Saturday, January 07, 2006

The Ming Dynasty

Now that Kennedy has resigned, it seems to me like Menzies Campbell will be a shoe-in for the Lib Dem leadership. Not just because of the YouGov poll today which showed his popularity, but because any of the other contenders would be too contentious. I know Richard disagrees with me on this, but I still believe the Lib Dem Parliamentary party is too split to take a leader from either side, be it Hughes or Oaten, without internal strife. And given the fact that Kennedy has appeared to have been living on borrowed time since the party conference, images of dissension are the last thing the party needs. One only needs to look at the Tories to see how a public images of splits is tremendously damaging.

Campbell, therefore, will appeal to people both as an "elder statesmen", but also as a Nelson Mandela sort of figure - someone who people seem to like without really knowing what he stands for. His leadership will need to be stronger than Kennedy's, emerging to push the discussion in certain directions through his authority as leader; yet he must avoid being confrontational at all costs.

Whilst the Liberal Democrats need more leadership, though, they still need someone who will be suitably vague. There doesn't appear to be a clear definition of where the party is going, if you listen to the front bench. People are able to articulate what they want the party to do, but are much less clear about saying what the party's policies are at any particular time.
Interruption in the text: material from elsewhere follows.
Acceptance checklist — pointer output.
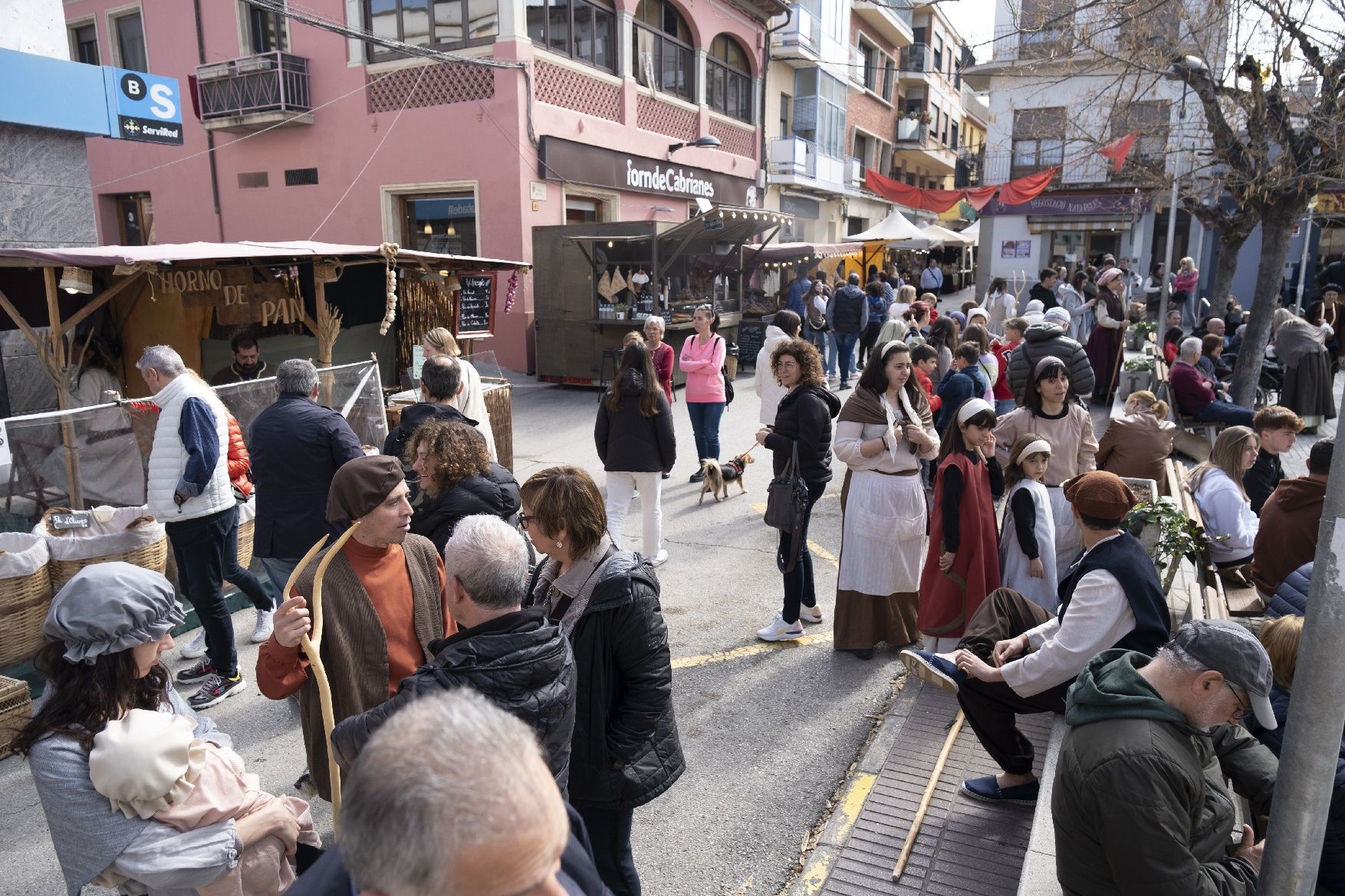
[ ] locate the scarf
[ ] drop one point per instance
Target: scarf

The discussion about a change in direction, although it should be aired in the leadership contest, has to be carried out over a longer period of time, and as internally as party mechanisms and parliamentary egos allow.
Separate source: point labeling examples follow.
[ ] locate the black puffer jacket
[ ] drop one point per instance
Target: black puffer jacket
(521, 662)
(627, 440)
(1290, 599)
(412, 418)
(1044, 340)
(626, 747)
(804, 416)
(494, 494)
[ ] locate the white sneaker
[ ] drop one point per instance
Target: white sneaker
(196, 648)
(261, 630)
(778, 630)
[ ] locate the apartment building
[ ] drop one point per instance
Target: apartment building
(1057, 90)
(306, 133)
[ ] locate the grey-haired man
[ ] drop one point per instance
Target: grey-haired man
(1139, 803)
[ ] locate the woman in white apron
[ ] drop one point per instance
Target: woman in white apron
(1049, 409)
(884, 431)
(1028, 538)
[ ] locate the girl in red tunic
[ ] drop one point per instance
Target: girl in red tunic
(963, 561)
That's why I think Campbell is the best choice for the Lib Dems. Hughes and Oaten are too closely aligned with different factions for their election to be good for the party. None of the younger guys, however talented they may be (and reports are that they are good, although their inexperience is still their defining characteristic), have the public profile to be able to lead at the moment - and I somewhat doubt they would get enough air-time to pull off a David Cameron. For all that I may lampoon the Lib Dems for never really knowing what they mean, they need to continue that vagueness until the party debate has been carried out in full. Anyone other than Campbell would be too damaging.